Designed to be small, easily carried and mistaken as a pocket watch, the Expo Watch camera was a popular novelty, or disguised camera, of the early 1900s. The camera measures 2 1/8 x 7/8 inches and weighs 2 3/4 ounces. The Expo camera was available for over 3 decades. It was introduced in the United States in 1905 and offered for sale as late as 1939.
This view shows the "watch winding stem" which is actually the camera's lens mount. Right of, and above the stem, a round button protrudes from the side of the casing. This is the shutter release. A slot with a protruding metal tab can be seen further right and mid-body in this photo. Pulled half-way along the slot, the tab opens the shutter for time exposures. Pulling the tab fully along the slot arms the shutter for instantaneous shots.
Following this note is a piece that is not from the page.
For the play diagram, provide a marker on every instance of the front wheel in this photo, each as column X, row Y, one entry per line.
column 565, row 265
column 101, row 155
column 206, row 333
This view shows the EXPO monogram engraved in the camera's cover. The lens cap, shown covering the tip of the winding stem in this image, serves to protect the lens, is used to regulate time exposures, caps the shutter while arming and adds to the pocket watch deception. The Expo shutter is not self-capping, meaning that cocking the shutter exposes the film. Thus, it is necessary to keep the cap on the stem until the shutter is cocked. Once the shutter is set, the cap can be removed and the shutter release pressed to make the exposure.
The triangular object to the left of the stem is the clip-on accessory reflex viewfinder. Expo advertising mentions that a viewfinder is not necessary — you can just point and shoot. The viewfinder was sold separately from the camera. The curved strip of metal at the back of the housing is a lever that is used to pry open the top cover for film loading.
This bottom view, or top depending on your preference, shows the film winding key. The square cut-out to the left of the key is the film counter window. The film counter is numbered to 25.
Loading the Expo was a simple process. Simply drop in the daylight loading cartridge and replace the cover. An Expo cartridge provided twenty five 5/8 x 7/8 inch exposures.
The design of the film cartridge was specified in the Expo patent. Convenient drop-in film loading was a feature ahead of its time. Notice that the lens cap chain is present on this camera from the collection.
Shown are the Expo instruction manual, box, brilliant reflex viewfinder and Expo in its cloth pouch. At one time a chain attached the lens cap to the winding stem ring but it is now lost. This example may date to ca 1912 as the instruction manual includes an advertisement for the newly introduced Expo Police camera, patented 1911.
The address of the Expo Camera Company is shown as 256 W. 23rd St., New York.
Various accessories were offered for the Expo camera. This is an advertisement for the Expo Enlarger, price $1.50. The manual gives the price of the camera as $2.50. A film cartridge was 25 cents.
Two versions of the accessory viewfinder were available. The Model A offered ground glass viewing and cost 50 cents. Model B is a brilliant viewfinder, priced at 75 cents.
Three photographs in this contact print of Expo Watch camera negatives are of boat building. The name on the hull that is nearing completion is Manuel F. Roderick. The Manuel F. Roderick was a trawler that operated out of Gloucester, Massachusetts. The first photo in the series shows a snow plowed road leading to houses in the distance.
In 1907 Magnus Niéll, the inventor of the Expo Watch camera, filed a patent application for a radically different watch camera design. The patent was granted in 1908. The title of the patent is Vest-Pocket Camera, and in his patent description, Mr. Niéll explains that this design is an improvement over earlier vest-pocket cameras made to resemble a watch.
Among other changes and improvements, the camera features a built-in folding reflex viewfinder. This is a creative and stylish encore to the original Expo design. I've seen photographs of the prototype, and from outward appearance it closely matches the patent drawings, but to my knowledge this version of the Watch camera was not produced for sale.
Magnus Niéll, a citizen of Sweden and resident of New York City, was a creative engineer who focused on the design of small, compact cameras. Two other Niéll designs are featured on this site. These are the Houghton Ensignette and Ensign Midget cameras.